“Keep going!” he panted. “There’s a cloud-burst flood coming down the canyon, and if we can’t turn that corner and find standing room beyond it, we’re goners!”

Fortunately—how fortunately they were soon to realize—the corner was turned successfully, and on the upper side of the jutting cliff there was not only safer footing: there was a small side gulch coming down steeply into the main canyon. Up this gulch to higher ground they urged the stumbling burros, and even as they did it, the murmuring roar grew louder and the solid earth seemed to be trembling under their feet.

Shouting, pulling, hauling and working like maniacs, they pushed and dragged the two pack animals up to the very head of the little side gulch, and they barely had done it when a wall of water, mountain high, it seemed to them, and black with débris and forest wreckage, came sweeping down the main gorge, rolling great boulders, hogshead size, before it as if they were pebbles.
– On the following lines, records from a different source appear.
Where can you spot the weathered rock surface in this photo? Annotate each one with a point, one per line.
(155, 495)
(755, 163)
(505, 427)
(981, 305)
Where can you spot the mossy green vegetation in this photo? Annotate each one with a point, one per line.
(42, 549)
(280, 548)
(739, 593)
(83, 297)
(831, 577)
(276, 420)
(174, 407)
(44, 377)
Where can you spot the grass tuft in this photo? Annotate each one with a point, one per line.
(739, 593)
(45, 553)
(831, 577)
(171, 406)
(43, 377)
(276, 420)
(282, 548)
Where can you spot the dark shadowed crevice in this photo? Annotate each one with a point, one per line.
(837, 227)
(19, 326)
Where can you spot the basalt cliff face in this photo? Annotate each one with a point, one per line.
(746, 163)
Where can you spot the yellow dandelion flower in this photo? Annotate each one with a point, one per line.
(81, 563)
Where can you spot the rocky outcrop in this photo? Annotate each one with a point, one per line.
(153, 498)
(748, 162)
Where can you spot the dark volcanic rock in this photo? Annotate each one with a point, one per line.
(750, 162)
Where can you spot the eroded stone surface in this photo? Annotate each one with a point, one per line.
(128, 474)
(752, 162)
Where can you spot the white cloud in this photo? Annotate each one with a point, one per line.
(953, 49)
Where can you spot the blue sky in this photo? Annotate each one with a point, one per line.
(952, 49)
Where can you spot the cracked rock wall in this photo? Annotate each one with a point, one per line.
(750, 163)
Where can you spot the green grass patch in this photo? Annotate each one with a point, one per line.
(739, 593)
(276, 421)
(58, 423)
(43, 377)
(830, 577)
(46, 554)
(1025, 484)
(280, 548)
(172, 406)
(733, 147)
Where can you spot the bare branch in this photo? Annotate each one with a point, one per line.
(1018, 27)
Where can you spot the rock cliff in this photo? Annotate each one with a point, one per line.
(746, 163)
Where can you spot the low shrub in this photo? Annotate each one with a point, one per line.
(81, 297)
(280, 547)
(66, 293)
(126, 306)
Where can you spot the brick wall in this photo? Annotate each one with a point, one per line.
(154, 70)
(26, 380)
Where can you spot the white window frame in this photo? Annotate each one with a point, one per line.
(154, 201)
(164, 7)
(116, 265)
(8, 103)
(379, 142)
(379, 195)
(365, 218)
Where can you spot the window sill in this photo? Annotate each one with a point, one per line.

And with the terrifying flood, as if borne on its crest, came a dank wind that sucked up into the small side gulch as it passed, chilling the three who were bracing themselves to hold the burros—and their own footing—like the breath from an ice cavern.

Like a good many of nature’s cataclysms, a cloud-burst flood does not last forever. While they were still shivering from the effect of the passing blast, the deafening roar withdrew into the down-canyon distances, and in a few minutes the waters began to subside.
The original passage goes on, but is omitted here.